Research and Investigation: how N(A)-Level Design and Technology students analyse a design situation, study existing products and research users so that designs are based on evidence

A Singapore N(A)-Level Design and Technology (SEAB 7055) module overview of research and investigation. How to analyse a design situation into problems and people, carry out product analysis on existing products, and plan user and market research using surveys, interviews and observation, with links to every dot point.

Generated by Claude Opus 4.86 min readSEAB-7055

Reviewed by: AI editorial process; not yet individually human-reviewed

Jump to a section
  1. What this module covers
  2. Analysing the design situation
  3. Product analysis
  4. User and market research
  5. How this module is examined
  6. Check your knowledge

What this module covers

Research and Investigation is the stage where a design becomes evidence-based rather than a guess. Before generating ideas, an N(A)-Level Design and Technology (SEAB 7055) student must understand the problem, learn from products that already exist, and find out what real users need. This module has three dot points: analysing the design situation, product analysis, and user and market research. The marks come not just from collecting information but from using it, so every finding should lead to a conclusion and then to a design decision or a specification point.

See the full set of dot points for this module under /sg-n-level/design-and-technology/syllabus/research-and-investigation.

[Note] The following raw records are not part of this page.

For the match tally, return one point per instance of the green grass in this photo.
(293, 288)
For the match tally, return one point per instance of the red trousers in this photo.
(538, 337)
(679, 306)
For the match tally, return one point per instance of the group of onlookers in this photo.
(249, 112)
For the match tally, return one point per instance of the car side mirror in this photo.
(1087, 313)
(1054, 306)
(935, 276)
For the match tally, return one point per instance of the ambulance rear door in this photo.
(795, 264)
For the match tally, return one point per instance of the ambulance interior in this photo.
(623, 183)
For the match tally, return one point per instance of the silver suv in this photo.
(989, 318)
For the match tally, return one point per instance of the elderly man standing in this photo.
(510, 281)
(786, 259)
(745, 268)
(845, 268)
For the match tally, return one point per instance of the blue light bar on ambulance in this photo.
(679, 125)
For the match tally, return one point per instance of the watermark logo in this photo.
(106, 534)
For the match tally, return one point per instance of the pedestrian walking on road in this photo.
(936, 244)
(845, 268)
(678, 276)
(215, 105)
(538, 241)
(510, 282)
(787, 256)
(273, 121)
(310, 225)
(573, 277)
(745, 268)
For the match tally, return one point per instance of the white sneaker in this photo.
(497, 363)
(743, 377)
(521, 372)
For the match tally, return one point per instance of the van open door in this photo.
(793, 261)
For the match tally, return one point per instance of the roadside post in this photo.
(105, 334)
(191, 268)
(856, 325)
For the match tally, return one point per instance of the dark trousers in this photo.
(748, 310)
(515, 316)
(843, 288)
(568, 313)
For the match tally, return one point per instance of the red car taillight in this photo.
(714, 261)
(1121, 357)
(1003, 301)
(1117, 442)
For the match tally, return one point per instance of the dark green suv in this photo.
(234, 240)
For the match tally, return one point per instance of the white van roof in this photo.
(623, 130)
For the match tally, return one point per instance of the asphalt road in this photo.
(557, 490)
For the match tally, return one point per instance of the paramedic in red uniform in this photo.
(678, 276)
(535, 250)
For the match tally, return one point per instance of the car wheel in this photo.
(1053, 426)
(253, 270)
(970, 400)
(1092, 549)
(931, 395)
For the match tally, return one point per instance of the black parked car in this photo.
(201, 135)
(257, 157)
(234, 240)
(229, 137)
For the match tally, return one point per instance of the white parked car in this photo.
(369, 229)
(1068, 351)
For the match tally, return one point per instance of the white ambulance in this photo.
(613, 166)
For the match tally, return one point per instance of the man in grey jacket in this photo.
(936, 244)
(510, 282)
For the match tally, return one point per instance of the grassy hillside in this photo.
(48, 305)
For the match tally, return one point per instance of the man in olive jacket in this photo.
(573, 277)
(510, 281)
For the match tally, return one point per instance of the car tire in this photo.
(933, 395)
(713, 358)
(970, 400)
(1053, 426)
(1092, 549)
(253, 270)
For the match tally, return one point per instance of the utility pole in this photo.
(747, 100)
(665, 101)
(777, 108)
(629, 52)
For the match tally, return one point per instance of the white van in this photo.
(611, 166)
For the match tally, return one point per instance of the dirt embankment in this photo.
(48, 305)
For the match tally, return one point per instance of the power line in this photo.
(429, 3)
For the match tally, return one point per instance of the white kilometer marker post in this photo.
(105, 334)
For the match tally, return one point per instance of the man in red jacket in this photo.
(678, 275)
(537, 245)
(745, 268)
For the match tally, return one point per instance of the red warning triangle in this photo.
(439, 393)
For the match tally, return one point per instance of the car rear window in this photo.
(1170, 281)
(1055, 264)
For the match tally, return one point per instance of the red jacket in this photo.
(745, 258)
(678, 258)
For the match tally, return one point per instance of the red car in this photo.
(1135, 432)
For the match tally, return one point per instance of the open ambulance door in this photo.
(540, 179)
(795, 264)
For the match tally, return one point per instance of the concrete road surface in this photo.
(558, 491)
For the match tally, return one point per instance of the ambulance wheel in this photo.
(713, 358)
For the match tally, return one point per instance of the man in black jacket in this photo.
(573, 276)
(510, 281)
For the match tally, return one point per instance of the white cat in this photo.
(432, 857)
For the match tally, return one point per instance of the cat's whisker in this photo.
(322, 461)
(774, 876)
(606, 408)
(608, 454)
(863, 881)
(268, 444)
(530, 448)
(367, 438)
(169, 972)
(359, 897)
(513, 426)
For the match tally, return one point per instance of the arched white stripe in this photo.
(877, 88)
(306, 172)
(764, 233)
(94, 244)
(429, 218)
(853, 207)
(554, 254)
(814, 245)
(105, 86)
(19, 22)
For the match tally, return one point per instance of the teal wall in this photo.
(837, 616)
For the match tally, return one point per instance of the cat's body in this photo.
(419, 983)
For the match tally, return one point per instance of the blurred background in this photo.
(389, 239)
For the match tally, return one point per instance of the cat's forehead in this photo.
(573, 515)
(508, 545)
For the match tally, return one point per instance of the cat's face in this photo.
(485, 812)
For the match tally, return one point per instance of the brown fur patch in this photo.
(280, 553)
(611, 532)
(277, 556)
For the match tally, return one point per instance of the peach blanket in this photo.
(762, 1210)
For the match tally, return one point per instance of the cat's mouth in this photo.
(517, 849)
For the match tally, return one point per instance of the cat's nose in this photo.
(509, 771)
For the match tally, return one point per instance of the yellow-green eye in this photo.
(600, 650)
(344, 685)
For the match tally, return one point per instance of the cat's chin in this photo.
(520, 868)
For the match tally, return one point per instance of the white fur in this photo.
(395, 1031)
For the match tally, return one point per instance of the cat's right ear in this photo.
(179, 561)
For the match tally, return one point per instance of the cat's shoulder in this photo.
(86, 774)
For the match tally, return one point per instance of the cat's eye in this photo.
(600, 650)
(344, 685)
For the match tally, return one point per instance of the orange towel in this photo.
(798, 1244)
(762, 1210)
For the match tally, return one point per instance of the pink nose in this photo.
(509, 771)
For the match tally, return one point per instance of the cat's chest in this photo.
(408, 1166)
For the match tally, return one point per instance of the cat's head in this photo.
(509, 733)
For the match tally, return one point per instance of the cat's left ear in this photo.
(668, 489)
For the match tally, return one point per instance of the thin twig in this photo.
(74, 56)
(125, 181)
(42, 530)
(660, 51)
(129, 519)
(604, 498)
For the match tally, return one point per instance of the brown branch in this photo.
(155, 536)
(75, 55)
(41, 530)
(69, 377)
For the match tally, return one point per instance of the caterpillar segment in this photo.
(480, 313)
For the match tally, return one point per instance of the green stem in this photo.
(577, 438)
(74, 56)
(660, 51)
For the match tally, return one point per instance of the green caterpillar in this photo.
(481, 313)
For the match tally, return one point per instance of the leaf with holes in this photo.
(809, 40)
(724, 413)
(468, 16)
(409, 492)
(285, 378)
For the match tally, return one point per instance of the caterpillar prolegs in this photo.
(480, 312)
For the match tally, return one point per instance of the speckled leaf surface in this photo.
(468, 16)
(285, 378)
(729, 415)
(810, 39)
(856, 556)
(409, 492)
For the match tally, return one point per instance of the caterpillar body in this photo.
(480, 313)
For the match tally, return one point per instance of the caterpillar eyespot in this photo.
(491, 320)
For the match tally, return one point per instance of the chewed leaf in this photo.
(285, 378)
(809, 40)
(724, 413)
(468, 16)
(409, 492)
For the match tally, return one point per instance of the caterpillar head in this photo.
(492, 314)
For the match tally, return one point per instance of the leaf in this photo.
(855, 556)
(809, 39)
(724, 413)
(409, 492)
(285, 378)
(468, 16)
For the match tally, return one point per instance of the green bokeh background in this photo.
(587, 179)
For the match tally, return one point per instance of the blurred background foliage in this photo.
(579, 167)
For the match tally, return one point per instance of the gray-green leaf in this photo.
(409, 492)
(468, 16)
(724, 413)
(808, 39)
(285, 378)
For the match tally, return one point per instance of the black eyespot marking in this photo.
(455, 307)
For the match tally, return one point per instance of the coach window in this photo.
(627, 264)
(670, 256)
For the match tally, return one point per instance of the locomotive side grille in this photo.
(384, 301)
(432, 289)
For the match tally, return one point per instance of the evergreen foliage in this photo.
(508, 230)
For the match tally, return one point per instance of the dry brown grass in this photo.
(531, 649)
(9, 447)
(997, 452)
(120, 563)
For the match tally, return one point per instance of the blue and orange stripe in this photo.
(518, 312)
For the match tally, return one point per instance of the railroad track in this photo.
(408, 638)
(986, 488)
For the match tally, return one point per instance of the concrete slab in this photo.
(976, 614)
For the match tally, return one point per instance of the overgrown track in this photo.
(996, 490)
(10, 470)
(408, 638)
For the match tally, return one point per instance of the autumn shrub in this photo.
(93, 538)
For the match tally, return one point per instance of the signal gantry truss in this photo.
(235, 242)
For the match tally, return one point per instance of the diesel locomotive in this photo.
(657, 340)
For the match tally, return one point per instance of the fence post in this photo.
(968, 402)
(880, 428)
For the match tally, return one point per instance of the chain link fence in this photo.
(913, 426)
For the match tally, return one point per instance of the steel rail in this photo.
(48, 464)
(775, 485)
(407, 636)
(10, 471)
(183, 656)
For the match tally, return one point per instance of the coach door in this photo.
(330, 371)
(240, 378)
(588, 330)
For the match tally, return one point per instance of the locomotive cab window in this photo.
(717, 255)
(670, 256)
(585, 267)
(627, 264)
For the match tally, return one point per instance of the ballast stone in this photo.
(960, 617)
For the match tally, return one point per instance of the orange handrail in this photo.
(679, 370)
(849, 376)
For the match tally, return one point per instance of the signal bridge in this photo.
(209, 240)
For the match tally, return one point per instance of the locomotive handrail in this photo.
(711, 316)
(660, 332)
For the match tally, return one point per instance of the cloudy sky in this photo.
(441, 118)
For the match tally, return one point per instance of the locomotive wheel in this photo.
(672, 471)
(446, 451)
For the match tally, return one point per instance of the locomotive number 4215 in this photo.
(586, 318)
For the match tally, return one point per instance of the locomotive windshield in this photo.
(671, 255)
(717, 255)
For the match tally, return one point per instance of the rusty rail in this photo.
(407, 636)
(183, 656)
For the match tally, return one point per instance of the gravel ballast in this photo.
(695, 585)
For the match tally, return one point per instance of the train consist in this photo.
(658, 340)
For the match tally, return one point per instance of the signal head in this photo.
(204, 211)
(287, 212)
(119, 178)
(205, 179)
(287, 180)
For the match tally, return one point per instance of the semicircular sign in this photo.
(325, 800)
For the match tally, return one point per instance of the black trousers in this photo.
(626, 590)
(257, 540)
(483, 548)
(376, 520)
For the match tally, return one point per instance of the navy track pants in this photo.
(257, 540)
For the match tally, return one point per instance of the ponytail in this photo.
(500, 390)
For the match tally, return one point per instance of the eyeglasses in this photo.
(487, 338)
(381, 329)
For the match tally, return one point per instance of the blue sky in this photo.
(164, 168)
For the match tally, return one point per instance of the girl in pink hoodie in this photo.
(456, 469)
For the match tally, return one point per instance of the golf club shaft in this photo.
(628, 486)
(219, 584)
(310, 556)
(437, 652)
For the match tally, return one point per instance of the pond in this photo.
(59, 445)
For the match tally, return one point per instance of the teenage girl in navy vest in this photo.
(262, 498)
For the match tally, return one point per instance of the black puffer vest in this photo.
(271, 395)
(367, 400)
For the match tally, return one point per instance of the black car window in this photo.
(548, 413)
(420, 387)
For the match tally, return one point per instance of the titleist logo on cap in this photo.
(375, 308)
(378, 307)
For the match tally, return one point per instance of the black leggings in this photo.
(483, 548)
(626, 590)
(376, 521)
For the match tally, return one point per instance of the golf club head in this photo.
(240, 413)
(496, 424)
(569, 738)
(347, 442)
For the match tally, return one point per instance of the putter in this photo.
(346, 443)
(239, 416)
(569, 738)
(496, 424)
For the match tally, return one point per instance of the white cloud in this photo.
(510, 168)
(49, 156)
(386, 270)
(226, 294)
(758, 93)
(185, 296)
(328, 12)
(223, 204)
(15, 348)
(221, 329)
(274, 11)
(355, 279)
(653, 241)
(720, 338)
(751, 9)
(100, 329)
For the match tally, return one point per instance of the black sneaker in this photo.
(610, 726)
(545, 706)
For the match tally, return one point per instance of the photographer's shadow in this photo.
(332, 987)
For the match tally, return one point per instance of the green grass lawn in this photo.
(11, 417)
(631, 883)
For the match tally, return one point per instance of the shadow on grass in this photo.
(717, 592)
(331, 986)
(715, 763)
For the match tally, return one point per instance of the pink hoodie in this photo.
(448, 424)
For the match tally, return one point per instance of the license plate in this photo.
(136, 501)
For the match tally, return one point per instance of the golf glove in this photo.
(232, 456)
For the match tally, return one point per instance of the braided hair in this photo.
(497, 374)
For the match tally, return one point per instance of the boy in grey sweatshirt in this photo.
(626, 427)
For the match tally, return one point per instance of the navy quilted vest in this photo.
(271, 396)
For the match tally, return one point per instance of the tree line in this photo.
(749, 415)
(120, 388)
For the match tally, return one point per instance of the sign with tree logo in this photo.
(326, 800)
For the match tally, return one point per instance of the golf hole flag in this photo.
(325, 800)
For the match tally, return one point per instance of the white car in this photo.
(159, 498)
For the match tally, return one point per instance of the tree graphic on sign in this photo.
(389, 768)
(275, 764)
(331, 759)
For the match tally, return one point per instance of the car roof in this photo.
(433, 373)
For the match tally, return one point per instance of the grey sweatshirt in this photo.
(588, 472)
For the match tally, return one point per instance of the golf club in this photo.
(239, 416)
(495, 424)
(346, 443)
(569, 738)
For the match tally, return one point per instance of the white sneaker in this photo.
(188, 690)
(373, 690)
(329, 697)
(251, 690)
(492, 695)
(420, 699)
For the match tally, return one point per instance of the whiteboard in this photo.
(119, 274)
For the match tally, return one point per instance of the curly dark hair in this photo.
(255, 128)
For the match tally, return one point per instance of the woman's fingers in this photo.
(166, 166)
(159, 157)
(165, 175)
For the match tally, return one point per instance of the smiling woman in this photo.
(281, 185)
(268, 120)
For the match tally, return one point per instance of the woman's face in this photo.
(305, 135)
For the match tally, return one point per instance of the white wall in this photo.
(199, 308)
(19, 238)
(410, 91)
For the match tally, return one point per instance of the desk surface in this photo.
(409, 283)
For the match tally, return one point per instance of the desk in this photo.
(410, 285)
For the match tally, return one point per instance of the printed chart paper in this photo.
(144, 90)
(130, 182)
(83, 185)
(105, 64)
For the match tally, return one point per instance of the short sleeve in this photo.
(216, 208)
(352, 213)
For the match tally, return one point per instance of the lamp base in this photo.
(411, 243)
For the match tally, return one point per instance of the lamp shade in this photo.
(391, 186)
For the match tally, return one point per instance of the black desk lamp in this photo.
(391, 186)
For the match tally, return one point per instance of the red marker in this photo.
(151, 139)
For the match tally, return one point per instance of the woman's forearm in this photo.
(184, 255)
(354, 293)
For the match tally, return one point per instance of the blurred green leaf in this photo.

Analysing the design situation

The analysing the design situation dot point shows how to break a messy real-world situation into its parts: the problem to solve, the people affected and their needs, and the constraints such as cost, size and safety. From this you write the research questions that the rest of the stage will answer. This analysis stops you from designing for an imagined need.

Product analysis

Product analysis studies an existing product across function, materials, construction, ergonomics, cost and appearance, often by handling or dismantling it. The point is to learn: keep the features that work, avoid the weaknesses, and capture useful standards (such as a comfortable handle size) for your own specification.

User and market research

User and market research covers how to find out what users actually need using surveys, interviews and observation, and explains the difference between primary research (gathered by you) and secondary research (gathered by others). The key skill is choosing the right method for the question, then turning the findings into design decisions.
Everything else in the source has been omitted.